The Bosnian people will lose their distinctive cultural heritage if efforts are not made to rebuild national monuments destroyed during the region’s 1990s conflict, a leading figure in the country’s rebuilding effort said last night in the George Sherman Union.

Amra Hadzuhamedovic, head of the Commission to Protect National Monuments in Bosnia, said many Bosnian refugees returning from exile after the war have been met by an unfamiliar landscape devoid of the landmarks and monuments that once marked Bosnia’s unique cultural and religious heritage, she said.

‘A homeland has its landmarks which may be features of high visibility and public significance,’ she said. ‘These visible signs serve to enhance a people and a sense of identity and belonging.’

In terms of long-term damage, the most devastating acts committed during the war, according to Dr. Hadzuhamedovic, were the ‘intentional and systematic destruction of monuments by the aggressors.’

Hadzuhamedovic, also a professor of architecture at the University of Sarajevo, said the destruction of the country’s monuments amount to destruction of the peoples’ national memory in that war-torn region.

‘Cultural memory,’ as she called it, manifests itself in the form of national monuments, shrines, mosques and statues, according to Hadzuhamedovic. The importance of these monuments lies in preservation of the heritage of the Bosnian people after the war.

‘Whenever cultural memory enters into oblivion, a group of people disappears,’ she said.

She said commanders of the opposing Croatian army said after the war, they were intentionally destroying the Bosnian peoples’ cultural symbols.

Hadzuhamedovic said her main concern is that with time, all memory of mosques and temples will be eradicated from the minds of the Bosnian people.

‘Without these monuments Bosnia will become a nation with no sense of itself and its heritage,’ she said. ‘This we must not lose. It would be [tantamount] to losing ourselves.’

Hadzuhamedovic, who said she is personally supervising the rebuilding effort in the Bosnian town of Stolac, mentioned the limited support the rebuilding effort has received from the international community.
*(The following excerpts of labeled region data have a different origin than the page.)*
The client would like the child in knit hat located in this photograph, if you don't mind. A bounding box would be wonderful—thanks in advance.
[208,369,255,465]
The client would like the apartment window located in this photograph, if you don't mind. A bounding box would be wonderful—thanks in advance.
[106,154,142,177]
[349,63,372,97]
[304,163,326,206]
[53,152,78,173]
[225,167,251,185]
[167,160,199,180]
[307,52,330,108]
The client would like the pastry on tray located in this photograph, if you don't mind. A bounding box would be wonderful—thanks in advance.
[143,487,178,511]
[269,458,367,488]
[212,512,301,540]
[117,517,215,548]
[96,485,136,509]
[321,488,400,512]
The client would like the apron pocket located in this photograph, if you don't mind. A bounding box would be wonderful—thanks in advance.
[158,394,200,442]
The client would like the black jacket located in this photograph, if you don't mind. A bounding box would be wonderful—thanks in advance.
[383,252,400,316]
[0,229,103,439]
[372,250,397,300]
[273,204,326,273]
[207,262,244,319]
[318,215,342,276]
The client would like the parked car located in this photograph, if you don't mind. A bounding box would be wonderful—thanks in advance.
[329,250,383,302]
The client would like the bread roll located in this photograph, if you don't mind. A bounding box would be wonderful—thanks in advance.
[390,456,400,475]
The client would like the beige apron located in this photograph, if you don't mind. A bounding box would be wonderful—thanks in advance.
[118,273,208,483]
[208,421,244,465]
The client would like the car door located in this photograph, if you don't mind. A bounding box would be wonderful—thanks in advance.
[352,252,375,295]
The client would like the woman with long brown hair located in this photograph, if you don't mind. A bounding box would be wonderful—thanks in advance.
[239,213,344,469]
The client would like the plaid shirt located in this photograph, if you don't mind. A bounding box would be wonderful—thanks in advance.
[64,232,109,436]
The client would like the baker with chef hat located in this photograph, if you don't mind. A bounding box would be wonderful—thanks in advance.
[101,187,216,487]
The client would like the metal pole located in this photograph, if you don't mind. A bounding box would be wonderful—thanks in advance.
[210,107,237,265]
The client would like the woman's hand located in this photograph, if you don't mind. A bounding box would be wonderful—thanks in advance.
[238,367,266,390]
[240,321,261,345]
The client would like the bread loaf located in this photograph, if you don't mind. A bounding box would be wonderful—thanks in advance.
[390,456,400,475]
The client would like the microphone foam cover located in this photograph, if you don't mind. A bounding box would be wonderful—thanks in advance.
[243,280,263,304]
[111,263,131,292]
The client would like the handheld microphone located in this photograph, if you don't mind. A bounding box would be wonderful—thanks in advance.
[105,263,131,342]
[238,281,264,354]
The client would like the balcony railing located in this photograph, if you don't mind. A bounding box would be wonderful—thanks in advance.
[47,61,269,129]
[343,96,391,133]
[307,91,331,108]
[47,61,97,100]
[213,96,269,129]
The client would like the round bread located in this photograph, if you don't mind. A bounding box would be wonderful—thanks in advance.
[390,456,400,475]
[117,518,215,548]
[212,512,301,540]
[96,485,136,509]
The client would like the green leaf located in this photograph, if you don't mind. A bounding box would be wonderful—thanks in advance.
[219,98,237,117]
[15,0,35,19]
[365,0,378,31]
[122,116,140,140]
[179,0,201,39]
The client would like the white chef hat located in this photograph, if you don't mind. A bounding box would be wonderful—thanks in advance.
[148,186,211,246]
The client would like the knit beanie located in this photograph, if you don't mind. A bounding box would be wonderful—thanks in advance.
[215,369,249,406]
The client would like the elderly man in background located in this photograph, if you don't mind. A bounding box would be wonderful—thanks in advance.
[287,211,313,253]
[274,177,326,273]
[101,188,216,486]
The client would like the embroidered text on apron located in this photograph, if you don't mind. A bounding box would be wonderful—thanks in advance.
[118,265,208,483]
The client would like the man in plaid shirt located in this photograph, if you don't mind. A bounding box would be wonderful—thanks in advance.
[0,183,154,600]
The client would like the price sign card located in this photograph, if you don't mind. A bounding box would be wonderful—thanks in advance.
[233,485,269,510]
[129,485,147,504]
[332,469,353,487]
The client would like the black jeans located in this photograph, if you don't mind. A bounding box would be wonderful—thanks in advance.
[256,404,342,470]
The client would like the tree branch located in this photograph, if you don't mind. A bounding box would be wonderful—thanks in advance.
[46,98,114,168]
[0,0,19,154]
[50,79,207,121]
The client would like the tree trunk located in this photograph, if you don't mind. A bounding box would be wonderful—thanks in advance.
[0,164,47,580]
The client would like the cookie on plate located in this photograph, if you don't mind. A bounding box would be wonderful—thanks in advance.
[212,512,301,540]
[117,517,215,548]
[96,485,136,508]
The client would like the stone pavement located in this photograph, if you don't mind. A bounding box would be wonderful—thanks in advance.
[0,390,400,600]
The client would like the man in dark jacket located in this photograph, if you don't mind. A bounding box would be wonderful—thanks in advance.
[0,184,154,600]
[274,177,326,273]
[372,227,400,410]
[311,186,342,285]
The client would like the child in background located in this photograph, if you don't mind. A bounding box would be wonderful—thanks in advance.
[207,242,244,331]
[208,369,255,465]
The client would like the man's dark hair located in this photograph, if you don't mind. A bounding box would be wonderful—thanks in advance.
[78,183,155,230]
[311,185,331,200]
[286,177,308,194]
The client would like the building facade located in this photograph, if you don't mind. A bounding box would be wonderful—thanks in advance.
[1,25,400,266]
‘The Bosnian community feels entirely without the support of Western world,’ she said.

She said the only support the effort has received thus far has been from Saudi Arabia. Unfortunately, the country’s support comes with severe architectural stipulations that exclude the eclectic nature that is unique to Bosnian mosques, she said. She said Saudi Arabia threatened to withdraw support of the project if these stipulations were not met.

Several students said they were ashamed of the lack of Western support for the rebuilding effort.

‘Not enough was done to stop the war so a role should be played in reconstruction,’ said Yasin Demirbas, a third year student in the Graduate School of Arts and Sciences.

Graduate student Dana Ahmed said Western help would have been nice to see from the beginning.

‘It would be a good thing if the Western world did something, but it’s really late,’ she said. ‘Bosnia used to be in bigger need. Giving aid in reconstruction is the least we could do.’

Ahmet Yukleyen the vice president of the Society for Middle Eastern Studies said Hadzuhamedovic’s speech was important because it puts a human dimension on the war so many heard about from so far away.

‘War has both an obvious and secretive way of destroying elements of humanity,’ he said.